Ein anderes Problem beruht auf der sogenannten Dunklen Materie. Astrophysiker haben herausgefunden, dass ein großer Teil der Masse im Universum aus völlig unbekannten Materie- und Energieformen besteht – anders ließe sich zum Beispiel die beschleunigte Ausdehnung des Alls nicht erklären. In der gängigen Theorie ist aber kein Platz für sie. Mit der Entdeckung ihres letzten noch ausstehenden Teilchens, des Higgs-Bosons, hat die Standardtheorie im Jahr 2012 ihren glänzenden Abschluss gefunden. Aber sie kann nicht alles erklären, wie zum Beispiel die Gravitation. Die Theoretiker haben deshalb mittlerweile eine ganze Reihe anderer Theorien in der Schublade, die über dieses Standardmodell hinausgehen. Und in vielen dieser Theorien sollte doch ein minimaler Unterschied zwischen Materie und Antimaterie zu finden sein. Von Präzisionsmessungen an Antimaterie erhoffen sich die Teilchenforscher deshalb Hinweise auf ganz neue Physik.

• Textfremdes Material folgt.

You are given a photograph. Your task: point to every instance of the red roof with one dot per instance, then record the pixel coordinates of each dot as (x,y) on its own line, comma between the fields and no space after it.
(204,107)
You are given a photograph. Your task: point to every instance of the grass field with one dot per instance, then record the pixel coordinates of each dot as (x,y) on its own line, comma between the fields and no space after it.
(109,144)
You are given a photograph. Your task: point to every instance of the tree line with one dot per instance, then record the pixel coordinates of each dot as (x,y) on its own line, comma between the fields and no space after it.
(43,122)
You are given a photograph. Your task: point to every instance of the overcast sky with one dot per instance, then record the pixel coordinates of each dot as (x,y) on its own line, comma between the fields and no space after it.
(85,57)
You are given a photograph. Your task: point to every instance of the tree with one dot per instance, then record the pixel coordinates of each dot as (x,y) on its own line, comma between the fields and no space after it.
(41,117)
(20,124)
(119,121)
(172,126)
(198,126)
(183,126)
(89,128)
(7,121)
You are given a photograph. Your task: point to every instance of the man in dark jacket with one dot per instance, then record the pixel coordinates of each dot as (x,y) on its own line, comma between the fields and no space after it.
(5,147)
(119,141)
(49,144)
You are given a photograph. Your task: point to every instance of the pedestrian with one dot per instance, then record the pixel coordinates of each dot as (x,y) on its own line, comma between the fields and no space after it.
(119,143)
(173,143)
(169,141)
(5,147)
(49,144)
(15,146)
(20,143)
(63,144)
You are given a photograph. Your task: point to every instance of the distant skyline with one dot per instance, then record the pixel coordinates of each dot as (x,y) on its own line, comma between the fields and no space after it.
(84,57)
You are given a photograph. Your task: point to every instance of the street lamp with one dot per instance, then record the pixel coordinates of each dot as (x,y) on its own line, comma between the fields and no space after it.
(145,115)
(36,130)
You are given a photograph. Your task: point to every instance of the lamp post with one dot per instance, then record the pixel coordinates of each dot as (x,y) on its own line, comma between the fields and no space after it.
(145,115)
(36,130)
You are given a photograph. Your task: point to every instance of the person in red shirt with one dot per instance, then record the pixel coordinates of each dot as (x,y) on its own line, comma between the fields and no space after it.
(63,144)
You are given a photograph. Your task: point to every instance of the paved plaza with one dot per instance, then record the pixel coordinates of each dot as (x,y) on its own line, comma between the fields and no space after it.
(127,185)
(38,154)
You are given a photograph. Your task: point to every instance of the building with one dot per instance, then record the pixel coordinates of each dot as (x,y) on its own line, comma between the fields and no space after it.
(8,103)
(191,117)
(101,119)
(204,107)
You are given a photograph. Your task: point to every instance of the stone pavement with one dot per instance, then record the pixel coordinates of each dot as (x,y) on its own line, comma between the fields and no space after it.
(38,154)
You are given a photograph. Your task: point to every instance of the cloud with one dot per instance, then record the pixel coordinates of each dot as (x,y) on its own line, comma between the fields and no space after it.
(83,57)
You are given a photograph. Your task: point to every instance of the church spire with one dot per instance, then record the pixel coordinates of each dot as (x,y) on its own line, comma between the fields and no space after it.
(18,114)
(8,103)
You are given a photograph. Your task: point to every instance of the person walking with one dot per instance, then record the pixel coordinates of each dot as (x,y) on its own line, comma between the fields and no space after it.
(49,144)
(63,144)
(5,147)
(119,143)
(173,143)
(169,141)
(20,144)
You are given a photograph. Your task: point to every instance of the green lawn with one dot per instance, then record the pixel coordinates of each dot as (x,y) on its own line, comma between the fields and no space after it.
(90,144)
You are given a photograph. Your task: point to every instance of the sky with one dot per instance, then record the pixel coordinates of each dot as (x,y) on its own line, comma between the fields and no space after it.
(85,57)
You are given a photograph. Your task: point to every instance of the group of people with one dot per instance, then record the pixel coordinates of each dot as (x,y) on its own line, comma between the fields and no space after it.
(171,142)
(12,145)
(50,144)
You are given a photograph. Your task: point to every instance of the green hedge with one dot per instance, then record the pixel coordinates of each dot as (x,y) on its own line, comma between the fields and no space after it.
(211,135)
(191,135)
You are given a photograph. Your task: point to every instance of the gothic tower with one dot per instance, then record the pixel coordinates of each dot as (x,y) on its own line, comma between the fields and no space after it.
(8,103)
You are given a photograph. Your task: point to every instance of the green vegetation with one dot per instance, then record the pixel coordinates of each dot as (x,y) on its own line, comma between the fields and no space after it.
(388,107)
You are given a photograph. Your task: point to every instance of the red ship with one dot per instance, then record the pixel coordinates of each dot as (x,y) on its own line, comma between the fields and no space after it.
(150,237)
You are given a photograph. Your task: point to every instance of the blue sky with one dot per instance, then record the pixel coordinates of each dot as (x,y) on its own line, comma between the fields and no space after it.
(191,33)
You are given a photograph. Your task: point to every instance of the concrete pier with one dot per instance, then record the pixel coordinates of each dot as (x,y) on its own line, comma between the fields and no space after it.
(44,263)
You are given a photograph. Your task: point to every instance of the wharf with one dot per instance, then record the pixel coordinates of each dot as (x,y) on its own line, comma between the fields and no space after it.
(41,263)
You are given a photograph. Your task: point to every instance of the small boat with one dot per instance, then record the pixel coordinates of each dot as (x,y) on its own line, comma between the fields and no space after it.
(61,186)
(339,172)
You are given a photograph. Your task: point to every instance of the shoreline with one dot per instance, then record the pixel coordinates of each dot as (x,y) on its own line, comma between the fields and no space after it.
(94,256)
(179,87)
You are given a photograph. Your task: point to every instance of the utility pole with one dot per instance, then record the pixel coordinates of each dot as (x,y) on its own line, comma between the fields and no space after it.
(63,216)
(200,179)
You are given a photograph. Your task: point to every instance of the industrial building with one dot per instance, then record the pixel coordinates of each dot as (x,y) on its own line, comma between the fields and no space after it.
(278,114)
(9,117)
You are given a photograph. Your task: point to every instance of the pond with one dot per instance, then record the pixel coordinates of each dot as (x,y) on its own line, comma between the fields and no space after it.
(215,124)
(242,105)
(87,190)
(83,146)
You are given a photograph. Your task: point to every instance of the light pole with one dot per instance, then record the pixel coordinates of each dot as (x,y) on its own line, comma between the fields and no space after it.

Leider ist Antimaterie schwierig herzustellen und außerdem recht kurzlebig. Denn auch wenn sie prinzipiell genauso stabil ist wie normale Materie: Nirgends überlebt eine größere Menge von Antimaterie über längere Zeit. Die Wissenschaftler müssen Teilchen aus Antimaterie zunächst in einem Teilchenbeschleuniger erzeugen und dann mit Hilfe von elektromagnetischen Feldern geschickt einsperren, so dass die Antimaterie nicht mit normaler Materie in Kontakt gerät. Dazu benötigen sie ein extrem reines Vakuum – denn auch gewöhnliche Gasatome vernichten sich gegenseitig mit Antimaterie. Ein perfektes Vakuum gibt es aber nicht, so dass kontinuierlich Atome aus Antimaterie auf Gasatome in der Apparatur stoßen und sich in winzige Strahlungsblitze verwandeln.

Zur Herstellung von Antiwasserstoff nutzen die Forscher Antiprotonen, wie sie ein Vorbeschleuniger des großen Speicherrings LHC am CERN liefern kann, sowie Positronen, die sich aus radioaktiven Proben gewinnen lassen. Antiprotonen und Positronen bringen sie dann auf niedrige Geschwindigkeiten und sperren sie gemeinsam in eine Magnetfalle, wo beide zu Antiwasserstoff reagieren. Bislang konnten Wissenschaftler zwar schon Antiwasserstoff-Atome in einer magnetischen Falle für eine gewisse Zeit einsperren. Die dafür notwendigen, starken elektromagnetischen Felder beeinträchtigten jedoch die spektroskopischen Messungen, die die Forscher mit außerordentlicher Präzision vornehmen wollen.

Deshalb verfolgen die CERN-Forscher am Asacusa-Experiment, das die beteiligten japanischen Wissenschaftler nach einem berühmten Tempel in Tokio benannt haben, einen anderen Weg: Sie bündeln mit einer komplexen Abfolge von Magneten und Elektroden die Antiwasserstoff-Atome zu einem Strahl, an dem sie dann fern der störenden Magnetfelder hochpräzise Messungen durchführen wollen. Mit ihrem Apparat können die Forscher mittlerweile einen Strahl erzeugen, der 2,7 Meter weit reicht und aus rund zwei Dutzend Antiatomen pro Stunde besteht. Science-Fiction-Fans werden vielleicht enttäuscht sein – für die Antimaterieforschung öffnet dies neue Türen.